Market leadership has been concentrated in consumer technology (Apple), e-commerce (Amazon) and cloud services (Microsoft) leading market growth in the third quarter. To put this concentration in perspective, Apple’s contribution to the S&P 500 Index return was more than the combined contribution of all companies in the following seven sectors: financials, consumer staples, energy, utilities, real estate, materials and telecommunications. Investors who did not own Apple stock or owned less than Apple’s average weight in the S&P 500 Index (4.2%) missed out on the growth.
In our view, the risk of volatility is increasing. Ten years ago, we were in the midst of a global financial crisis. Central banks reacted quickly with unprecedented tools: zero rates and quantitative easing. They bailed out asset holders but penalized asset builders, creating a social issue – a very wide wealth gap in almost every country, leading to low reported inflation and slow economic growth. Ten years ago, the U.S. Federal Reserve’s balance sheet was less than US$1 trillion; today it is $4.2 trillion. The Fed’s effort to shrink its balance sheet has made very little progress – a decline of $0.3 trillion from the peak, which was three years ago. It is a long way from $1 trillion. As liquidity is being withdrawn, the economies of the U.S. and others are expected to slow. At this pace, it is unlikely that the Fed’s quantitative easing will be fully unwound before the next recession.
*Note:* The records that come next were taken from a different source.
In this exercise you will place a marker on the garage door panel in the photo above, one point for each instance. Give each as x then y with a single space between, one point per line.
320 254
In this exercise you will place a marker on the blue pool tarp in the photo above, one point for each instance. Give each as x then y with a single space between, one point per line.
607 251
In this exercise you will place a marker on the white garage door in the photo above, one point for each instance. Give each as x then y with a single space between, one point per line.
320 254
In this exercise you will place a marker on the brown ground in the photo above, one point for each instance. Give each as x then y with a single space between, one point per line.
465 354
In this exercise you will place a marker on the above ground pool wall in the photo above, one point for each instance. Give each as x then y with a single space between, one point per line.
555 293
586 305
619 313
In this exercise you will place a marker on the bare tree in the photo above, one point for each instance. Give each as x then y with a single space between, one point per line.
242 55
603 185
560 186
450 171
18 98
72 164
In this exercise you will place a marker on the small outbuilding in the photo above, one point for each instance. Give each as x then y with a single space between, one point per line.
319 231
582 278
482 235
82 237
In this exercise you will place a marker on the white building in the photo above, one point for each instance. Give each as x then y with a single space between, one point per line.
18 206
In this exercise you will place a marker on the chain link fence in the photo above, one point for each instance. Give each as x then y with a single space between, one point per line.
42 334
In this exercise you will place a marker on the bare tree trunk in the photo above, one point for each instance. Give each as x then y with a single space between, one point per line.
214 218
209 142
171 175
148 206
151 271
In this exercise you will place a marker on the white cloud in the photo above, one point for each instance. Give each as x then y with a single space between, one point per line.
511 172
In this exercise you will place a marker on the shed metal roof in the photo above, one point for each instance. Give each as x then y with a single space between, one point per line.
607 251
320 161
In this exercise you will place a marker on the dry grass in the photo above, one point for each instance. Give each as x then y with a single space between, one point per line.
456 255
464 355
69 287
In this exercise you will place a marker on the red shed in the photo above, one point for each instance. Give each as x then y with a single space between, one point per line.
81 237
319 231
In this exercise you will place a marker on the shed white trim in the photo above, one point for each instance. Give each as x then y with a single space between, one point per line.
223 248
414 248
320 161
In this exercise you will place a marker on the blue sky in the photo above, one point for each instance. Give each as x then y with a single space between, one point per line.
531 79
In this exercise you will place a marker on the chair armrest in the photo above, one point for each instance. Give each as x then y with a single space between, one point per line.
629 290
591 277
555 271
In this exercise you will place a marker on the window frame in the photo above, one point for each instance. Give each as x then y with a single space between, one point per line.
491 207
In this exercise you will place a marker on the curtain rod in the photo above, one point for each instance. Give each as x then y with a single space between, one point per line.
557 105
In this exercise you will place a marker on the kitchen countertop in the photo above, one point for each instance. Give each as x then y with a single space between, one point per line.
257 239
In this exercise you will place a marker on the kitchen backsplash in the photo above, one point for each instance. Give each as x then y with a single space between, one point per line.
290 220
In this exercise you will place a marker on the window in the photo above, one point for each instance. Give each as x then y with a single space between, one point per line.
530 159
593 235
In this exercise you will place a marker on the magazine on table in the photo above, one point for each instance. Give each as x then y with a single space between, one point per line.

There is a fair chance that the debt level of corporations, governments and individuals will remain high, increasing the risk of tight credit conditions and recession. Investors should invest diversely and avoid companies that have too much debt. Our team is focused on quality and value in selecting stocks – we are resisting the temptation to buy companies at high valuations. Such companies may have impressive short-term upside as everyone piles in but there have been many cases where this greed leads to wealth destruction over the longer term. Last year’s darling, Bitcoin, fell 66% from its peak in less than a year.
Our equity portfolios have been optimized to favour countries that offer value and less downside. As investors seem to be focused on U.S. technology companies, Canadian equity has quietly become a compelling value investment, with high dividends, greater long-term return potential and lower volatility. We have continued to increase our allocation to Canadian equity. We are even more confident now that our country has reached the USMCA trade agreement with the U.S. and Mexico. It reduces uncertainty, allowing investors to focus on fundamentals.
This bull market that started in 2009 could run for longer. The odds for further gains appear high but the potential for a downturn is even greater based on the valuations. To manage the downside risk, we have designed and implemented a put option strategy. Think of it as low-cost insurance. Our portfolios are not only positioned to optimize returns, they are also built to weather volatility. Having all the bases covered reflects both the constructive and defensive views within our outlook.